В прокат вышел «Союз Спасения» — картина, пересматривающая привычный взгляд на декабристов как на благородных борцов за свободу. Вокруг фильма немедленно разгорелись споры: многие называют его пропагандой, нацеленной на борьбу со свободомыслием, другие считают, что история восстания показана объективно (на этом настаивают и создатели).
Кинокритики Зинаида Пронченко (она жестко раскритиковала фильм в соцсетях после премьеры) и Денис Катаев встретились с продюсером картины Анатолием Максимовым и обсудили с ним, что в фильме можно считать пропагандой, как сформировался миф о декабристах и насколько он верен и почему современная критика в России не дает развиваться коммерческому кино.
Анатолий Максимов: Зинаида, Денис, спасибо, что согласились встретиться. Я бы хотел для начала вот о чем поговорить. Зинаида, в вашем отзыве в Facebook вы назвали наш фильм «трусливым пропагандистским нечто». Почему трусливое? Оно что, боится быть пропагандой? «Нечто» — это значит, что вы видите фильм как абсолютное ничтожество, несостоятельный ни в каком отношении продукт. Это суждение, важное суждение, поэтому и хочется услышать вас. Это чистый образец хейтерства, а хейтерство идет дальше; зритель примерно так же относится к отечественному кино. Оно может быть хорошим, может быть плохим, но если люди пытаются создавать кино, то им говорят: «Вы что, куда вы лезете? Вот „Паразиты“ — кино настоящее, а это что?»
В вашем отзыве есть одно еще очень важное слово. Вы предлагаете зрителям «бойкотировать» фильм. Фильм предлагает поговорить, а вы «стреляете». Вот это, честно, меня покоробило. Если он настолько ничтожный, как вы написали, зачем призывать к бойкоту? Все понятно тогда: все увидят, и все уйдут. Значит, там что-то есть, есть какая-то внутренняя нестыковка. А раз есть нестыковка, есть возможность для диалога.
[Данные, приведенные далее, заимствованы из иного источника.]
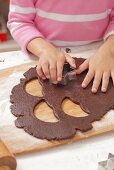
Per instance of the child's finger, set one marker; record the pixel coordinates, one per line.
(53, 73)
(88, 78)
(70, 60)
(83, 67)
(112, 75)
(40, 72)
(59, 70)
(96, 82)
(105, 81)
(45, 68)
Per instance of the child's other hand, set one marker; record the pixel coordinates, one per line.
(100, 68)
(50, 64)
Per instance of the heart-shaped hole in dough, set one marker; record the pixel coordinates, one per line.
(43, 112)
(72, 109)
(34, 88)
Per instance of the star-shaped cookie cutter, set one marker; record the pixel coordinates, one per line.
(68, 74)
(108, 164)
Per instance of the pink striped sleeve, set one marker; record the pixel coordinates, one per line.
(21, 25)
(110, 29)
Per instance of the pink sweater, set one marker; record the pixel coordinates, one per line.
(61, 22)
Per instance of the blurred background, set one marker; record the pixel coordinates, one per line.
(6, 41)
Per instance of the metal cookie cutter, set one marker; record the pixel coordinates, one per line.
(108, 164)
(69, 74)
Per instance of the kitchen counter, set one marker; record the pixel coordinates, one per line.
(81, 155)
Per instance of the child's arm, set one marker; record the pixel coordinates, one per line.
(22, 27)
(21, 22)
(101, 66)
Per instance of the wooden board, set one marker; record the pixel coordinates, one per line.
(20, 142)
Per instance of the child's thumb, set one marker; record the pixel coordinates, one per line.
(83, 67)
(71, 61)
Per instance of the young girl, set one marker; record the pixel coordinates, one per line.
(40, 26)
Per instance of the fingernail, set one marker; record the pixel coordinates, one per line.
(74, 65)
(83, 85)
(94, 90)
(48, 77)
(59, 79)
(43, 78)
(103, 89)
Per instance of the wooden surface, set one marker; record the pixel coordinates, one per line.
(20, 142)
(7, 160)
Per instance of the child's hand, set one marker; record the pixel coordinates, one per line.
(51, 59)
(101, 67)
(50, 64)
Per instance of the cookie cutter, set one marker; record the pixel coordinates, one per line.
(108, 164)
(68, 74)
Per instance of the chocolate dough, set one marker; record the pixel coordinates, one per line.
(23, 104)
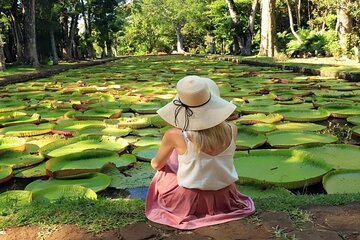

У меня есть ощущение, что сейчас этот диалог [между зрителями и создателями фильмов] отсутствует. Даже если мы не услышим друг друга на этой встрече, шанс на разговор у нас появится. И это уже немало, правда. Потому что весь наш фильм ровно про это: как каждая из сторон, упираясь в свою правду, хочет доказать, что она права, не обмениваясь при этом никакими суждениями. Вот мы обмениваемся.
Зинаида Пронченко: Вы меня спросили: почему трусливая, почему пропаганда? Мне кажется, что ваш фильм — это замкнутый круг, и из-за художественных недостатков он и смотрится как пропаганда. То есть он так плох, что похож на агитку. Зритель ничего не понимает ни про Бестужева-Рюмина, ни про Муравьева-Апостола, ни про всех остальных. В фильме не сделана никакая драматургическая вводка про то, кто все эти люди, какие у них были ожидания, какая мотивация. Для нас это просто какие-то офицеры, которые показывают фокусы и пьют шампанское. И отсюда мы воспринимаем их негативно.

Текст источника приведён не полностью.